The project involved the design and architecture of a comprehensive Identity and Access Management (IAM) microservice, referred to as the "Directory Service." This service was built to act as the single source of truth for all security and tenancy-related data across the platform. The final architecture implemented a powerful hybrid authorization model, combining the scalability of Role-Based Access Control (RBAC) with the granularity of Access Control Lists (ACLs). It also featured a sophisticated hierarchical tenancy model and a high-performance caching layer to ensure minimal latency for authorization checks.

2. Core Architectural Pillars

The solution was built on a set of core architectural concepts designed for flexibility and scale.

  • Hierarchical Tenancy: The foundation of the design is a hierarchical model for tenants (customers). Instead of a flat list, tenants are nodes in a tree structure. This allows customers to model complex organizational structures (e.g., a parent company with multiple subsidiaries) and enables the powerful inheritance of permissions and settings down the hierarchy.
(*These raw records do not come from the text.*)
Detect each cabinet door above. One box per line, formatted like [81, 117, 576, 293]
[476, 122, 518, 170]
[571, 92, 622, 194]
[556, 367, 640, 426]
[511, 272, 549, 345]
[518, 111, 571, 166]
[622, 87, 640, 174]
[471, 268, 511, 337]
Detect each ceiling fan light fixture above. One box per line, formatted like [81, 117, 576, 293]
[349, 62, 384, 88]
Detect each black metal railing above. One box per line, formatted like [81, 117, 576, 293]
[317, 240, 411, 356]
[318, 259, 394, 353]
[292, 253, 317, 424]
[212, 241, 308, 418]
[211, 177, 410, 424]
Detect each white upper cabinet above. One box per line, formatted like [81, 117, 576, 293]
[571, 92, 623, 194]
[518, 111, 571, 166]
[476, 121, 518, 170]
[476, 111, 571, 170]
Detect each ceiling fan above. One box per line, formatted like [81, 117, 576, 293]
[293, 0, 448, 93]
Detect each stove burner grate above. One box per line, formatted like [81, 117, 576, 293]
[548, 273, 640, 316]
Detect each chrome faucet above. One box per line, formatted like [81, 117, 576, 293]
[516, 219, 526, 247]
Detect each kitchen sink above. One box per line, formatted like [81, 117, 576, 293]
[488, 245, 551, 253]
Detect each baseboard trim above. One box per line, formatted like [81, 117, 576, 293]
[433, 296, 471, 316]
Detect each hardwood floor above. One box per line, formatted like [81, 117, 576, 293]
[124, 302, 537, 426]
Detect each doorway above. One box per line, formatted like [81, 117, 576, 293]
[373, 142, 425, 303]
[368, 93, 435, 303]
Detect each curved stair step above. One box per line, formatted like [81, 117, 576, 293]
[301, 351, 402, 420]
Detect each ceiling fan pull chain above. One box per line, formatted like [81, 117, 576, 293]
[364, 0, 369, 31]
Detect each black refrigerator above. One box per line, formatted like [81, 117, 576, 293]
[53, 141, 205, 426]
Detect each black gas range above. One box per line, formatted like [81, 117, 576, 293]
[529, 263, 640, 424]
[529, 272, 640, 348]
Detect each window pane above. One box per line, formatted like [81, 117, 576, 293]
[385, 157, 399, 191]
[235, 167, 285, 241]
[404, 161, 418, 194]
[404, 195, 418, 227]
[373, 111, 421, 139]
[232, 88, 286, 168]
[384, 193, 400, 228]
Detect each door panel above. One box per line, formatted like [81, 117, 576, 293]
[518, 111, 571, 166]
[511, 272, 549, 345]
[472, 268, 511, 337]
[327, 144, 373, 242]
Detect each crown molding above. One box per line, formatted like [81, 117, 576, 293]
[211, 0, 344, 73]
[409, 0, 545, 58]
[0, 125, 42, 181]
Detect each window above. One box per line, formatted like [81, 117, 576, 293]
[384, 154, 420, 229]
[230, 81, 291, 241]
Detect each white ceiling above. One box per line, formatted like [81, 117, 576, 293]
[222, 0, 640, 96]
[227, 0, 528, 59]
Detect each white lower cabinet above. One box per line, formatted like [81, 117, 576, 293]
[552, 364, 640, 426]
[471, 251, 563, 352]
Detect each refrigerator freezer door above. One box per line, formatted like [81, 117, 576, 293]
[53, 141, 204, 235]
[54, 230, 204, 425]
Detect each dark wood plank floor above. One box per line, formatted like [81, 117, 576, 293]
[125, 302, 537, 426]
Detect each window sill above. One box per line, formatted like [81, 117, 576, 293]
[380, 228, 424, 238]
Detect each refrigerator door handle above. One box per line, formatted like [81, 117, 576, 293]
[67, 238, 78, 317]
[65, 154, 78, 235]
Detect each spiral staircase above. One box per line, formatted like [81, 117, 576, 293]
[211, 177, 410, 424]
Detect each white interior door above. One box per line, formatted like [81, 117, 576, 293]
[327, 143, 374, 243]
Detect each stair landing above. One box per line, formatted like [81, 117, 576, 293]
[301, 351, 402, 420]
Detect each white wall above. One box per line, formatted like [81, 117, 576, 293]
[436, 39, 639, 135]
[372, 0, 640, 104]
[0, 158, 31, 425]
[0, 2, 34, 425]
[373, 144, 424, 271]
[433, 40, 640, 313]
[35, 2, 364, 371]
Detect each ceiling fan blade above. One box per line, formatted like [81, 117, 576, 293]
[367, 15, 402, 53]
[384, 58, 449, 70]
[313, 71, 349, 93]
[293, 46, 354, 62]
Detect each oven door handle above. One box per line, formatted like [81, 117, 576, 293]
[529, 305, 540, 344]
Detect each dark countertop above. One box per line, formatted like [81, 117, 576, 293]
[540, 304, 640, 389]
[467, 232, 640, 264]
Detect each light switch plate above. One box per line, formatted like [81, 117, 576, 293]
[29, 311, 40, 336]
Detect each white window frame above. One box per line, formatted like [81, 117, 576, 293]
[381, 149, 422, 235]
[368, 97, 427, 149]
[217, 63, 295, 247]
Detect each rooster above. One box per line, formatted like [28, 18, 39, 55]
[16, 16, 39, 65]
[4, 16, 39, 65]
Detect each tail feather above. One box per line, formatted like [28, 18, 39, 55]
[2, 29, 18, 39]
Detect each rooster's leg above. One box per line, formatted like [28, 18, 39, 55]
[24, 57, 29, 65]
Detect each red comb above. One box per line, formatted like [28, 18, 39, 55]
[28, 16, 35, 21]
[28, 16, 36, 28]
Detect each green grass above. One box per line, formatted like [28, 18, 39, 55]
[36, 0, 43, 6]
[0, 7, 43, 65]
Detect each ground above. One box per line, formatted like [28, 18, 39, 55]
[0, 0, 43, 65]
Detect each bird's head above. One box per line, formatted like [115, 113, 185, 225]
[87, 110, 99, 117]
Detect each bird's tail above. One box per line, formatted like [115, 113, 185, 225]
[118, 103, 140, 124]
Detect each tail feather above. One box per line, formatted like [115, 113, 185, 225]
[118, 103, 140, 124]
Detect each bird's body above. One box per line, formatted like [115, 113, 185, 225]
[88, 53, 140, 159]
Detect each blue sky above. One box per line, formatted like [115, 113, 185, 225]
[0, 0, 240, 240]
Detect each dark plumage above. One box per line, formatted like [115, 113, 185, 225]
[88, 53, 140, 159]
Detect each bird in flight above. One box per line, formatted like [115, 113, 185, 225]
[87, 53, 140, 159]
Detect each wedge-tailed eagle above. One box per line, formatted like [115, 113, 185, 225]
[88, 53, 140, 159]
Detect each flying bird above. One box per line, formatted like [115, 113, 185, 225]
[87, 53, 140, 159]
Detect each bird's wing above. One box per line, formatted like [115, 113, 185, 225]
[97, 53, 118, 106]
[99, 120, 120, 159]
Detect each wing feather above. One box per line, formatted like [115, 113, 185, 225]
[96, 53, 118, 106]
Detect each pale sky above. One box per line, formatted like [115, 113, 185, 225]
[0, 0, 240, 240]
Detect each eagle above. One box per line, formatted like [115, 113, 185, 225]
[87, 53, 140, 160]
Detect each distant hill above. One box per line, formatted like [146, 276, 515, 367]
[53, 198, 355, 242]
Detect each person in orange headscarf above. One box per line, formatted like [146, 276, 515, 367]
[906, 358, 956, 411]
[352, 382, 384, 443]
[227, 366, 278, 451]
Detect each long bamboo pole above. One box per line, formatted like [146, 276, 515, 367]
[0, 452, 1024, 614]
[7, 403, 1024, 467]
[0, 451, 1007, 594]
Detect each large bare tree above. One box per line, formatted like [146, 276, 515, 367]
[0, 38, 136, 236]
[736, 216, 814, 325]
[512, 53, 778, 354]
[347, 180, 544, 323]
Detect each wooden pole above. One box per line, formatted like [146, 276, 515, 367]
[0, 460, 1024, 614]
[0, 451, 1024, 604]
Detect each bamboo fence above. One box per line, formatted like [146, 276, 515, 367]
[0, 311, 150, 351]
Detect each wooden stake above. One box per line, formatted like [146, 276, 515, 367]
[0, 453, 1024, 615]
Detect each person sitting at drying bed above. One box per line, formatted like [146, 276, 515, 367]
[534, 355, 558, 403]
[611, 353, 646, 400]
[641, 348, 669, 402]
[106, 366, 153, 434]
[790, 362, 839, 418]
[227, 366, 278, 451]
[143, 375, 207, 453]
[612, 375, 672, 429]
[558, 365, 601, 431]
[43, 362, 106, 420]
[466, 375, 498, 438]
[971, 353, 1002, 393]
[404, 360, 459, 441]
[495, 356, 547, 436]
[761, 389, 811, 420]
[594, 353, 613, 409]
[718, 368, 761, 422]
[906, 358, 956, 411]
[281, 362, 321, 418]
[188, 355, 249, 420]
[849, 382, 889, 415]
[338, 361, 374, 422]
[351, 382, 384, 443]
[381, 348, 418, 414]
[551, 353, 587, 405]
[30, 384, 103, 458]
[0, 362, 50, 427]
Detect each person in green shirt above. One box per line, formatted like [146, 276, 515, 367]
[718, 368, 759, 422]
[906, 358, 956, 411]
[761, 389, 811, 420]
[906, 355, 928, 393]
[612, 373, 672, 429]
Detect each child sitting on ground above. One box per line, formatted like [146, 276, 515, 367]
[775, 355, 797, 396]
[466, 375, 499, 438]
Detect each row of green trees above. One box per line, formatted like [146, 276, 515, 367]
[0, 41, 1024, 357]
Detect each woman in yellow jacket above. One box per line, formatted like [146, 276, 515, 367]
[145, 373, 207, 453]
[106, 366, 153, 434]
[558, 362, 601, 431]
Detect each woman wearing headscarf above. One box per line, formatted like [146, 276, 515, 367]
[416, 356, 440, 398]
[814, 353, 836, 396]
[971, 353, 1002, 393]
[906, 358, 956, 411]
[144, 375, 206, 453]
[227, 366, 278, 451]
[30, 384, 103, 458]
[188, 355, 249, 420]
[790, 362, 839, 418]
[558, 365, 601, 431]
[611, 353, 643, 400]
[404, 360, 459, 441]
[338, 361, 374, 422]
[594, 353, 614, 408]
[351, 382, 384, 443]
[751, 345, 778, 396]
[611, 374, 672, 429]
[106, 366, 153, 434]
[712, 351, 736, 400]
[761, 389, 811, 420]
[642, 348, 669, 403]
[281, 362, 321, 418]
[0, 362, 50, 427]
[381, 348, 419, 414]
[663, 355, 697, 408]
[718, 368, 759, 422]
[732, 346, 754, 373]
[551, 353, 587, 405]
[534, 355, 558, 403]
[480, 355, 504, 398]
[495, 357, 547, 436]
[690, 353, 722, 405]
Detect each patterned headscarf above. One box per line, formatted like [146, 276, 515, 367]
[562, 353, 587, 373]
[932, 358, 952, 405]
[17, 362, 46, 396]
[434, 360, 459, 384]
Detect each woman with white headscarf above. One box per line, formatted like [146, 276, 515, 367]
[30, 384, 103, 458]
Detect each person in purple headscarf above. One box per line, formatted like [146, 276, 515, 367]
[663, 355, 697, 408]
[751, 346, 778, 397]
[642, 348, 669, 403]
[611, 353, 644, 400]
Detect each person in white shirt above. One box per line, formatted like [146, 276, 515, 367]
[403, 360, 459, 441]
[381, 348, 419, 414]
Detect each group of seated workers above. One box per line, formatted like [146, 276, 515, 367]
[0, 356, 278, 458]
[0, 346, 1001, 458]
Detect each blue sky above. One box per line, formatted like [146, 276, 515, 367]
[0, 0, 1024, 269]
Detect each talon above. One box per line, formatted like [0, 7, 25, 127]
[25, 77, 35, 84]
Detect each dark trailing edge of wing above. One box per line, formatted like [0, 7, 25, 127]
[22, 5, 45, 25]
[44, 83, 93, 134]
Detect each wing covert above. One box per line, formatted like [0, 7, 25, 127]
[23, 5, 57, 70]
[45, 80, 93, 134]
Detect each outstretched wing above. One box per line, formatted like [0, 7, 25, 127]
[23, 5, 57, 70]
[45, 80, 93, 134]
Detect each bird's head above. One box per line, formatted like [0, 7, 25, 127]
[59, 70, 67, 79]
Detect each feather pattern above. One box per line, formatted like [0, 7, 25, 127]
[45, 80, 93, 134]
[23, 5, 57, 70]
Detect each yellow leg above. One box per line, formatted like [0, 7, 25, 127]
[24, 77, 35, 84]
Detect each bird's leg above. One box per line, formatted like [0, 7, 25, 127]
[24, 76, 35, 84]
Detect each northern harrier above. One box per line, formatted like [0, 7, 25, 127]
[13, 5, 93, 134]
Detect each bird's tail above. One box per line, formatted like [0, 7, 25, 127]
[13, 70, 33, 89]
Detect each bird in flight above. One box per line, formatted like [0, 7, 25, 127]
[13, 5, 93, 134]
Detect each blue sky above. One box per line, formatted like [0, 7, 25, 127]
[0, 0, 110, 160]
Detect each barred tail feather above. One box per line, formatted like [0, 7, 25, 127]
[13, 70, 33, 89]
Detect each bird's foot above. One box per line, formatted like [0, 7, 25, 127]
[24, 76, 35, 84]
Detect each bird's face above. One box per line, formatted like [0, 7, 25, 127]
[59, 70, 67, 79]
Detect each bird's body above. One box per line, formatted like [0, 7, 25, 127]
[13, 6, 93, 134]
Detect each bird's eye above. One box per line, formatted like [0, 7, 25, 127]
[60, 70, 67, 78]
  • Hybrid Authorization (RBAC + ACL): Recognizing that a single authorization model is often insufficient, a hybrid approach was chosen:

    • RBAC is used for broad, role-based permissions (e.g., an "Accountant" role). This is easy to manage at scale.
    • ACLs are used for fine-grained permissions on specific data objects (e.g., granting a specific user "read-only" access to a single invoice). This provides maximum flexibility.
  • Subscription-Based Entitlement: The architecture decouples functional permissions from commercial offerings. A tenant's available features are controlled by a "Subscription Plan," which acts as a master filter on the permissions their users can have. This allows the business to easily create different product tiers (e.g., Basic, Pro, Enterprise) without changing the core permission logic.

  • Performance via Denormalization: Acknowledging that authorization checks are on the critical path of almost every user action, the architecture prioritizes read performance. It uses a denormalized caching strategy (with Redis) to pre-calculate user permissions, ensuring that authorization checks are near-instantaneous at runtime.

3. Key Features & Technical Deep Dive

3.1. Hierarchical Group and Role Management

To make the RBAC model powerful, the concept of groups and roles was extended to be hierarchy-aware.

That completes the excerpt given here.